But somehow, despite my abject hatred for its woodsy décor, hipsters clacking on laptops and lines of soulless eyes brightening at the sound of their drink being called, I have found myself here again.

Navy Pinstripes swoops upon the cream and sugar counter and begins pouring half and half into his coffee with the precision of a lab scientist while I dust myself off and act unfazed by my defeat. Seriously, how many people forsake their usual steaming cups of java in lieu of iced coffee once the temperature begins to teeter at a sweltering 85 degrees? Surely a multibillion dollar franchise would figure out a more efficient system than this—a generic iced coffee as bait for a crowd where rushed, irritable, caffeine-deprived people battle for it like wolves fighting for their claim on a piece of meat. I guess that’s what I get for refusing to jump on the bandwagon and making some poor college student’s life a living hell by ordering a grande-soy-nonfat-caramel-latte-shot-of-espresso-two-squirts-of-vanilla-and-whipped-cream or whatever bizarre concoction that will distinguish my order from the rest.

Unlike more seasoned Starbucks-goers, I have not mastered the “Art of the Order.” The people waiting for their drinks can spot me immediately—a newbie. My awkward stance and overtly-attentive eyes have marked me. I haven’t perfected the bored, borderline pissed off look characteristic of the people I see there, the ones who don’t need to listen because they’ve memorized the length of time it takes to prepare their drink and can sense when it’s ready. I feel like an outsider here, untrained to the system, awkwardly eyeing the drinks lining the countertop waiting to be claimed, interrupting the aggravated barrista’s work to ask which drink is mine. I have had one too many instances of picking up someone else’s order and having to deal with the uncomfortable confrontation, the stuttered apology, the tail hanging in between my legs while witnesses shoot me bemused stares.

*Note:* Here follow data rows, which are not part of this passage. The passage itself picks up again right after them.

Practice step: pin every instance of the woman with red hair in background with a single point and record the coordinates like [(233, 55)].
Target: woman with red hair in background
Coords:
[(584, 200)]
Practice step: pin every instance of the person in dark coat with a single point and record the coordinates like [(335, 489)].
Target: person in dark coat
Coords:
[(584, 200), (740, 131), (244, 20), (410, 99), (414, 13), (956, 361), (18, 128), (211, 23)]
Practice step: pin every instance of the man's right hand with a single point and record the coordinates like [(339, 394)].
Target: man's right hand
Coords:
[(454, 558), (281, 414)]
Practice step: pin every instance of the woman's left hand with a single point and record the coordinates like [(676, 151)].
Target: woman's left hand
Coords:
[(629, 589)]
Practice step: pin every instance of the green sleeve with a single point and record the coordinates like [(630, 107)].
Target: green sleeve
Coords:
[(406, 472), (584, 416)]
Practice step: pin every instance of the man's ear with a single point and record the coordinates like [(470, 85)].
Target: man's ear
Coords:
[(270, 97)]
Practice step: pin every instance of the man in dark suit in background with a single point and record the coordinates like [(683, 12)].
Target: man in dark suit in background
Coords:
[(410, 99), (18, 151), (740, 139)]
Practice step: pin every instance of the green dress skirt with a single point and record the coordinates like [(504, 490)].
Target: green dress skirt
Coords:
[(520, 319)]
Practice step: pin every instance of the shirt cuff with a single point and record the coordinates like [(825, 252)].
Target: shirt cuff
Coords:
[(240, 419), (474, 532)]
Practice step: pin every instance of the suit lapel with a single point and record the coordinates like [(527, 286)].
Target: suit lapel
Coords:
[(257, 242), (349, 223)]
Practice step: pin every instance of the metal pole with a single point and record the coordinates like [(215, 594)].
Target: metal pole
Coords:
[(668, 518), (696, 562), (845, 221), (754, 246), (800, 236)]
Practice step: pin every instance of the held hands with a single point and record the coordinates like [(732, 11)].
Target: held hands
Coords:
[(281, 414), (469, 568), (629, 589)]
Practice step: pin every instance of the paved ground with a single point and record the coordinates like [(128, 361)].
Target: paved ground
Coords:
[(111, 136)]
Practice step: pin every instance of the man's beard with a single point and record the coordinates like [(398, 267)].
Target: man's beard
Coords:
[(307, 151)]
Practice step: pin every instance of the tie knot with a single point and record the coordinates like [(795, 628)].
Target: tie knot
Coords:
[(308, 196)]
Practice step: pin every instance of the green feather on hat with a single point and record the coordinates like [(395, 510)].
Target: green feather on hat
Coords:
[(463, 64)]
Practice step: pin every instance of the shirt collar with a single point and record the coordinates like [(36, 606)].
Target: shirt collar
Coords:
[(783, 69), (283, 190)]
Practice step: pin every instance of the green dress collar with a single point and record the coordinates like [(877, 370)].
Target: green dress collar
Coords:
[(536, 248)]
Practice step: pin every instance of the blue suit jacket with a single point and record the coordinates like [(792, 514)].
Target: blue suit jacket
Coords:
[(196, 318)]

As someone who witnessed to what extent a larger, richer company is capable of stubbing out the hard work of an underprivileged layman when my father’s fruit store was put out of business by the grand opening of a supermarket across the street, my disdain for franchises has deep roots. But my dislike for Starbucks has blossomed into full-blown resentment. Both as a coffee aficionado who sees the shortage of quality in a cup of Starbucks brew and as a champion of the lower-middle class who disagrees with what it stands for—a paradise for the privileged where the words “small, medium and large” aren’t chic enough to make the cut and inflated prices give false promise of quality.

Yet I find myself here, again, subjecting myself to the torturous process of securing a Starbucks java fix when I can find easier relief at a corner deli for fifty cents. Why on earth, after all this, do I continue to wander into a Starbucks when I break into caffeine-deprivation chills? For the same reason I often opt for a Coors Light at a bar—when you know and expect mediocrity, you’re never disappointed.

And, screw it, they're fucking everywhere.

-L

3 Comments:

Anonymous Anonymous said...

i really do wonder why the hell are they on every block. god forbid someone walk a whole two blocks to get to one.

*shrug*

5:40 PM  
Anonymous Anonymous said...

They're in the process of setting up the first branch here in Egypt I believe. I doubt it'll have the kind of influence it exerts over the American public though. Who knows though, we'll have to wait and see..

7:59 AM  
Blogger Arthur Quiller Couch said...

Starbucks is the Great Satan. Besides, they can't make hazelnut coffee.